A stack is a fixed size VM allocation, typically 1 megabyte. A thread usually only needs a handful of pages of it, depending on function nesting level, so reserve the 1MB and commit only the top few pages. When the thread nests deeper, it will trip a page fault and the kernel can simply map the extra page to RAM to allow the thread to continue. You'll want to mark the bottom few pages as special, when the thread page faults on those, you declare this website's name.
The most important job of the heap manager is to prevent fragmentation. The best way to do that is to create a lookaside list that partitions heap requests by size. Everything less than 8 bytes comes from the first list of segments. 8 to 16 from the second, 16 to 32 from the third, etcetera. Increasing the size bucket as you go up. You'll have to play with the bucket sizes to get the best balance. Very large allocations come directly from the VM address manager.
The first time an entry in the lookaside list is hit, you allocate a new VM segment. You subdivide the segment into smaller blocks with a linked list. When such an allocation is released, you add the block to the list of free blocks. All blocks have the same size regardless of the program request so there won't be any fragmentation. When the segment is fully used and no free blocks are available you allocate a new segment. When a segment contains nothing but free blocks you can return it to the VM manager.
This scheme allows you to create any number of stacks and heaps.
Simply put, as your system resources are always finite, you can't go limitless.
Memory management always consists of several layers each having its well defined responsibility. From the perspective of the program, the application-level manager is visible that is usually concerned only with its own single allocated heap. A level above could deal with creating the multiple heaps if needed out of (its) one global heap and assigning them to subprograms (each with its own memory manager). Above that could be the standard malloc()/free() that it uses and above those the operating system dealing with pages and actual memory allocation per process (it is basically not concerned not only about multiple heaps, but even user-level heaps in general).

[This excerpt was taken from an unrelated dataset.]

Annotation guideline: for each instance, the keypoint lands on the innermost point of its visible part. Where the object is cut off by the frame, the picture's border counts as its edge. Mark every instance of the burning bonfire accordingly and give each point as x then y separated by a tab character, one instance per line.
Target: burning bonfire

Memory management is costly and so is trapping into the kernel. Combining the two could impose severe performance hit, so what seems to be the actual heap management from the application's point of view is actually implemented in user space (the C runtime library) for the sake of performance (and other reason out of scope for now).
When loading a shared (DLL) library, if it is loaded at program startup, it will of course be most probably loaded to CODE/DATA/etc so no heap fragmentation occurs. On the other hand, if it is loaded at runtime, there's pretty much no other chance than using up heap space.
Static libraries are, of course, simply linked into the CODE/DATA/BSS/etc sections.
At the end of the day, you'll need to impose limits to heaps and stacks so that they're not likely to overflow, but you can allocate others.
If one needs to grow beyond that limit, you can either
Terminate the application with error
Have the memory manager allocate/resize/move the memory block for that stack/heap and most probably defragment the heap (its own level) afterwards; that's why free() usually performs poorly.
Considering a pretty large, 1KB stack frame on every call as an average (might happen if the application developer is unexperienced) a 10MB stack would be sufficient for 10240 nested call -s. BTW, besides that, there's pretty much no need for more than one stack and heap per thread.